Benefícios e contraindicações do Implanon

Segundo Elyade Nelly, apesar de algumas restrições, o método é indicado para grande parte das mulheres. “O Implanon tem uma taxa de eficiência que chega a cerca de 99%, semelhante ao DIU. São os dois métodos mais eficazes. Eu costumo dizer que o Implanon pode ser ainda mais eficaz porque permanece fixo, enquanto o DIU pode se deslocar.
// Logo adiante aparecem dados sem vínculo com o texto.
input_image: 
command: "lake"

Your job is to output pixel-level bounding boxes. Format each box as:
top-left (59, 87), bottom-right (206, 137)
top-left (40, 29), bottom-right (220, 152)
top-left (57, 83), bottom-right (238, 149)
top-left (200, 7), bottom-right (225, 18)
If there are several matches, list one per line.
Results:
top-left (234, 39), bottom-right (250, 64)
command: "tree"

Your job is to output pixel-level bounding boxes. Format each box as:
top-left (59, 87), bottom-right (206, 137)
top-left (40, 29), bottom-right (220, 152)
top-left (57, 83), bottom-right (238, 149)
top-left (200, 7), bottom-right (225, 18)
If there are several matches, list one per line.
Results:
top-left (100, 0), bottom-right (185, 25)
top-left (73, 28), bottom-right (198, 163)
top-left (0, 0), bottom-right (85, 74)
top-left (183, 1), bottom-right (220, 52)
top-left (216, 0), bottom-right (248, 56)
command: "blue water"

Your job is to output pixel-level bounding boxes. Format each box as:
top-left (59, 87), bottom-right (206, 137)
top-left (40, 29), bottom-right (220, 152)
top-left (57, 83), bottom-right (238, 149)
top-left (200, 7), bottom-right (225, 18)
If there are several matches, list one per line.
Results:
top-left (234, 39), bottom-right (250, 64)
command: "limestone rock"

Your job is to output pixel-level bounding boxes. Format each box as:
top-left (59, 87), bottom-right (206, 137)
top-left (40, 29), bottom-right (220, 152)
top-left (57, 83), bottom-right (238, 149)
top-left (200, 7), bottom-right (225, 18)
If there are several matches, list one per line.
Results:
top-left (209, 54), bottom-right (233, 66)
Entre todos os métodos, é um dos mais seguros”, garante.

Benefícios:

  • Alta eficácia contraceptiva: é um dos métodos mais eficazes na prevenção da gravidez;
    • Longa duração: o implante atua no organismo por até três anos;
    • Praticidade: não exige uso diário ou mensal, nem intervenções durante o período de funcionamento;
    • Método reversível: após a retirada do implante, a fertilidade retorna rapidamente;
    • Substituição imediata: ao final dos três anos, o implante pode ser retirado e um novo pode ser inserido imediatamente pelo SUS, caso a usuária deseje continuar utilizando o método;
    • Mais autonomia para a usuária: por não depender do uso correto e contínuo, reduz o risco de falhas comuns em métodos como pílulas ou injetáveis;
    • Classificado como LARC: faz parte dos contraceptivos reversíveis de longa duração (LARC), considerados mais eficazes no planejamento reprodutivo.

Contraindicações:

De acordo com a bula, o Implanon é contraindicado para mulheres com:

  • sangramento vaginal não diagnosticado;
  • doença hepática grave ativa ou histórico recente;
  • presença ou histórico de tumor hepático;
  • distúrbio tromboembólico venoso ativo;
  • hipersensibilidade à substância ativa ou a qualquer componente do medicamento.

Demais métodos contraceptivos no SUS:

Antes de mais nada, é importante lembrar: somente os preservativos oferecem proteção contra infecções sexualmente transmissíveis (ISTs).

Em relação aos métodos contraceptivos disponíveis atualmente no SUS, o DIU de cobre é classificado como LARC (contraceptivos reversíveis de longa duração), junto com o mais recente Implanon.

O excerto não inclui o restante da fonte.